There's a part of me that doesn't want to admit this hatred of traveling; I feel like I should be cool enough to see the joy in an unexpected situation. It's taken me a long time to actually realize the regularity of my life. I ate bean soup at least 5 times a week for the whole month of May; I wear the same pjs every night; I get enjoyment out of watching the same movies and shows over and over again. There is a part of me that is scared to venture out into the unknown, to step out of my comfort zone and explore the world around me. Sometimes I'd much rather stay in bed....or at least in Oakdale.

Which is precisely why I'm so frightened to go to Italy: not only is there a new routine to get used to, but a new language! But in proportion to my fear of the unknown is a desire to explore outside the boundaries I've set for myself. I have an acquaintance who was raised to work; that's all he does. He has never traveled for fun....ever. And I fear turning into him. He has a lot of the same tendencies I do, but exaggerated because of a family that hasn't pushed him to step outside his routine. That is maybe one of my biggest fears: to miss out on an opportunity that would possibly be life changing.

Italy here I come!

Wednesday, July 8, 2009

The Dream

Dear Readers,
I was baptized at 11 days old. I left the same church at age 18. Before I came to Westmont, I hadn't ever had to make a new church family; it was built into my life. I knew everyone, especially since church attendance barely ever topped 100 people.
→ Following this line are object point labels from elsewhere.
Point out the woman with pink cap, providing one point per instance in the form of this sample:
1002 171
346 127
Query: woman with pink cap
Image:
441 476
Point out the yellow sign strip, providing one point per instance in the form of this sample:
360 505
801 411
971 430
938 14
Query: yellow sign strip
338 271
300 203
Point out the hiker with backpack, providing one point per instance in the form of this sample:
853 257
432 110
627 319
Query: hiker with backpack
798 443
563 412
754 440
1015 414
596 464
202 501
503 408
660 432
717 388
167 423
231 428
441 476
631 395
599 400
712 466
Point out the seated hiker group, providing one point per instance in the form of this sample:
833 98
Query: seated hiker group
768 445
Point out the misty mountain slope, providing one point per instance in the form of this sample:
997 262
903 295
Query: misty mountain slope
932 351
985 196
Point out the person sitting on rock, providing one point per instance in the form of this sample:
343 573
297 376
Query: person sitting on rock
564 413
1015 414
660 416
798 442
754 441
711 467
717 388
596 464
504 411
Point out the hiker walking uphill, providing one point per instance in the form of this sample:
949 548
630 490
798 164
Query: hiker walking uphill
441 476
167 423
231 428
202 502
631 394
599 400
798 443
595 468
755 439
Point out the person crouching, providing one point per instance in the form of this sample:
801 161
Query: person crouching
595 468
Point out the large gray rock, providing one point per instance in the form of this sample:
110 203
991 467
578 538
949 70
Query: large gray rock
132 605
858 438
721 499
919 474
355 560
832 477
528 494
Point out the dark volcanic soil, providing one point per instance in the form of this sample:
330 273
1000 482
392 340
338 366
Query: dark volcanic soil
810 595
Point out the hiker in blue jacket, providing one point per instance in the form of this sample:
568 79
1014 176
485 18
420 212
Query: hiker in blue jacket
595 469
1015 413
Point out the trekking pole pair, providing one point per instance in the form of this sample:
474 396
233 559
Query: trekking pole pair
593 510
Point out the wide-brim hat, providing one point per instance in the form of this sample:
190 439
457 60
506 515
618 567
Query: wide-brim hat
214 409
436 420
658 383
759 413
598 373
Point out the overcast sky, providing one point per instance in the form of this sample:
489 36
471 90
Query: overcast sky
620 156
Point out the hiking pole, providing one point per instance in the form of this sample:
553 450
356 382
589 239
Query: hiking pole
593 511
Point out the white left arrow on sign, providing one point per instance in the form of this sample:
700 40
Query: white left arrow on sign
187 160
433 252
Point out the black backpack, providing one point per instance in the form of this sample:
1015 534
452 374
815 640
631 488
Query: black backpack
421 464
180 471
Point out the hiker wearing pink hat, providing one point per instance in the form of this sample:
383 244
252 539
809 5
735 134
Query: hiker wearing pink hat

The parties, the fundraisers, the music, even the functioning of the church service was held up by my family, and other people in the church had their own roles. Every family was vital.

I guess that is what I have missed the most about leaving my home church (which has fallen apart since I left home, thankfully not from my departure....). There has been no place in Santa Barbara that has replicated the family aspect of St. Matthias, nor has there been any church where I felt I could help. Reality is huge; Montecito Covenant has it all together; Ocean Hills has plenty of servers. There is no place where I am needed.

I had a dream last night that got me thinking about all of this. I was in church, singing a solo when a family came in that obviously didn't belong. There was a girl who was not dressed appropriately for church, who I had the impulse to make a connection with, and I remember going with her into the courtyard and giving her a massage while she cried. I woke up feeling like I had been meant to be in that situation, to help someone who felt out of place, maybe by even just being there to rub her back. That familiarity, that sensitivity and love is something that I have missed giving and receiving from churches in a long while.